Following db-RDA, variance partitioning analyses (Borcard et al. 1992; Cleary et al. 2022) were conducted using the varpart() function from the “vegan” package for both the farming and the restricted biogeographical datasets. These analyses were performed to assess the relative percentage of the variance of the β-diversity explained by the selected environmental parameters, using the formula (~ temperature, ~ salinity, ~ PO4 3− + NOx + Si[OH]4) for both datasets. Additionally, the variance of the β-diversity explained by environmental parameters was also assessed through a variance partitioning analysis combining the geographical distances. The geographical distances matrix was transformed using the pcnm function and the analysis was conducted using the following formula: (~ temperature + salinity + PO4 3− + NOx + Si[OH]4, ~ pcnm[geographical.dist]$vectors).
For the biogeographical study, Mantel tests (Spearman correlation, 9999 permutations) were conducted within all samples to evaluate the correlation between the β-diversity distance matrix and the geographical distance matrix.

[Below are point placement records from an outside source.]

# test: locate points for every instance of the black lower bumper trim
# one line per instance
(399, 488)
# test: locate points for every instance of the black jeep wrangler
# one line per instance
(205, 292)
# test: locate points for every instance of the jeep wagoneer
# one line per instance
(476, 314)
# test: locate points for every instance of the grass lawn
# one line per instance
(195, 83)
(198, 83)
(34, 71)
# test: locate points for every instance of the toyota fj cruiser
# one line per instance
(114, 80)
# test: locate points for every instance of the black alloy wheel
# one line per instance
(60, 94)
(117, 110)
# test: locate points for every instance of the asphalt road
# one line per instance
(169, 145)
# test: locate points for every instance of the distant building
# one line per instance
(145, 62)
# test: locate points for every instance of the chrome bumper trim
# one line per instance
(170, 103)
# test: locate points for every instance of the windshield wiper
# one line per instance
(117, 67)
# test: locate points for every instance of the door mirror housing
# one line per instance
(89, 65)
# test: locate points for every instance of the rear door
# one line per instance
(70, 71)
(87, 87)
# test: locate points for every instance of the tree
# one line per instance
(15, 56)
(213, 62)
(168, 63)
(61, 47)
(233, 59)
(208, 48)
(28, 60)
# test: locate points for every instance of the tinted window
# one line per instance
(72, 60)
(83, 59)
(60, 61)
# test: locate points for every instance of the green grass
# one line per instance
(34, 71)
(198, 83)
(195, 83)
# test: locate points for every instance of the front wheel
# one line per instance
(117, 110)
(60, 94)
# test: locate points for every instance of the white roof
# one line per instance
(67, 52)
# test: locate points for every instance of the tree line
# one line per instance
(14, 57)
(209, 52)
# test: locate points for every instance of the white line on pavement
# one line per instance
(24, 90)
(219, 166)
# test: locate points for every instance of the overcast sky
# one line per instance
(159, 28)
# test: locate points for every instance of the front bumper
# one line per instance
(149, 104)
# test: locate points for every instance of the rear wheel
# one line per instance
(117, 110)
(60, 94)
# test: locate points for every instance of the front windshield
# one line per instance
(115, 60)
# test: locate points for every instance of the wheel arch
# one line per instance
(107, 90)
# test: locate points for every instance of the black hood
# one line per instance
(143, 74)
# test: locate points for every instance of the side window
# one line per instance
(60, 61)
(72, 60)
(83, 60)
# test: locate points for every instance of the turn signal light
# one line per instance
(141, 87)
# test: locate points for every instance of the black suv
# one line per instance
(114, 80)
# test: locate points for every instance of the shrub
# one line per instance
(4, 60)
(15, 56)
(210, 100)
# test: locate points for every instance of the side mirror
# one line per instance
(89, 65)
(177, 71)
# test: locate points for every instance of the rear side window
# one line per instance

Excepted for samples not barcoded (Lagon 1 and Lagon 2, Fig. 1, Table S2), an additional Mantel test was also conducted with the biogeographical dataset to assess the correlation between the β-diversity distance matrix and the phylogenetic distance matrix.
The "core community" was obtained using the “microbiome” R package (Lahti et al. 2017) with the core() function: a prevalence threshold of 90% in all samples (including both geographical and farming datasets) and an abundance threshold of 0.01% were kept. Percentages of core ASVs numbers and sequences were estimated by comparison with the total community and statistically tested using Shapiro, ANOVA and HSD Tukey’s tests.